Oakland, California, native David Akira Itami's bilingual and transnational world across the Pacific offers a window into the complex diasporic experiences of Nisei migrants who lived outside dominant-nation-centered narratives. The chapter traces Itami's journeys through Kagoshima, Tokyo, Los Angeles, the Manzanar internment camp in California, and the Pacific Theater of World War II to examine the volatile history of U.S.-Japan relations that shaped his diasporic life. A real-life model for the popular 1983 Japanese novel Futatsu no Sokoku and the 1984 TV series Sanga Moyu, Itami's life at the intersection of two empires demonstrates that his articulation of cultural dualism had a far more complex meaning than the simple question of national loyalty and Japanese American ethnic identity.
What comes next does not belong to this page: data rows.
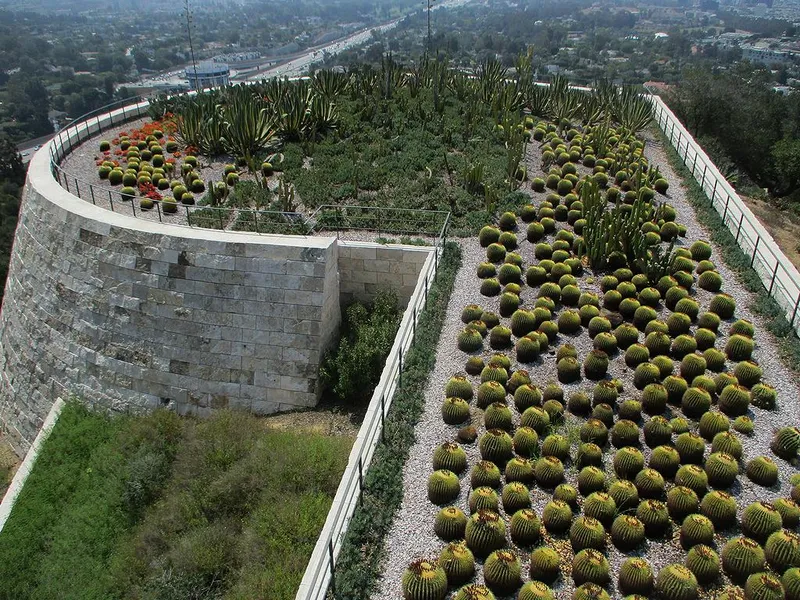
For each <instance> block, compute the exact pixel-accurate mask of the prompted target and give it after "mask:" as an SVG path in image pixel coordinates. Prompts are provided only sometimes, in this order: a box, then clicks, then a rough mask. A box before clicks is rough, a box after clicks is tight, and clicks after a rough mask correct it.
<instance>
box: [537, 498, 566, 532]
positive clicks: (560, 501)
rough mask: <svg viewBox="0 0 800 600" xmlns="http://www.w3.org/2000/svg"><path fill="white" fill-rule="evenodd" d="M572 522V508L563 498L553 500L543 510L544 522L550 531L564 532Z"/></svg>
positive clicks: (542, 513) (550, 531)
mask: <svg viewBox="0 0 800 600" xmlns="http://www.w3.org/2000/svg"><path fill="white" fill-rule="evenodd" d="M571 523H572V508H570V506H569V504H567V503H566V502H562V501H561V500H551V501H550V502H548V503H547V504H546V505H545V507H544V510H543V511H542V524H543V525H544V527H545V529H547V531H548V532H550V533H553V534H559V533H564V532H565V531H567V530H568V529H569V526H570V524H571Z"/></svg>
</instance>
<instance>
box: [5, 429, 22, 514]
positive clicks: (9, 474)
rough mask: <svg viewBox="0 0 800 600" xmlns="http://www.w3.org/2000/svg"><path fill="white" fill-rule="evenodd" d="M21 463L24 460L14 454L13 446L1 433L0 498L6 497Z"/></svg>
mask: <svg viewBox="0 0 800 600" xmlns="http://www.w3.org/2000/svg"><path fill="white" fill-rule="evenodd" d="M21 463H22V460H21V459H20V458H19V457H18V456H17V455H16V454H15V453H14V450H12V449H11V445H10V444H9V443H8V442H7V441H6V439H5V437H4V436H3V434H2V433H0V498H2V497H3V496H4V495H5V493H6V490H7V489H8V486H9V485H11V480H12V479H13V478H14V474H15V473H16V472H17V469H18V468H19V465H20V464H21Z"/></svg>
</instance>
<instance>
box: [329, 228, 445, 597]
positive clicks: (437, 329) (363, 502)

The chapter recuperates the voices of Japanese American men and women who survived the war in the Pacific Theater and reexamines race and citizenship in the history of Japanese Americans beyond the U.S. political borders. The war forced the Nisei migrants in Japan and Japanese colonies to negotiate ways to deal with their national allegiance and citizenship. More important, they were forced to negotiate ways to survive the war in unfamiliar territories, from the firebombed city of Tokyo to the battlefronts in the Pacific to the POW camps in Siberia. Many U.S.-born Nisei men who held dual citizenship were conscripted into the Japanese armed forces and took arms against the United States. As a result of their service to the Japanese emperor under duress, the U.S. government stripped these Nisei's American citizenship after World War II.
This chapter documents the postwar experiences of more than a thousand Nisei who survived the atomic bombing of Hiroshima and Nagasaki in August 1945. In the decades following the atomic bombing, the cold war U.S. geopolitical interests in the Pacific shaped the struggles of Japanese American atomic bomb survivors, who were permanently crippled by their radiation illnesses. Because the very existence of these American civilian victims could potentially diminish the symbolic meaning of the bomb as liberator in the master narratives of the war, the voices of Nisei survivors were suppressed for decades after the atomic bombing. Negotiating the shifting geopolitical dynamics of the Pacific under the U.S. nuclear umbrella and the politics of citizenship, the Nisei atomic bomb survivors nevertheless have reclaimed their place in Japanese American history by reshaping the debates about Japanese American redress politics and the compensatory role of the state.
Donald Trump's assault on birthright citizenship and his administration's anti-immigration policies and rhetoric have revealed the deeply entrenched culture and politics of xenophobia in the United States. Revisiting Nisei migrants' perspectives decades after their exodus from the United States, this chapter explores the long-term transnational and generational implications of America's exclusionary cultural and political institutions on the meanings of citizenship, race, diasporic identity, and transnational families.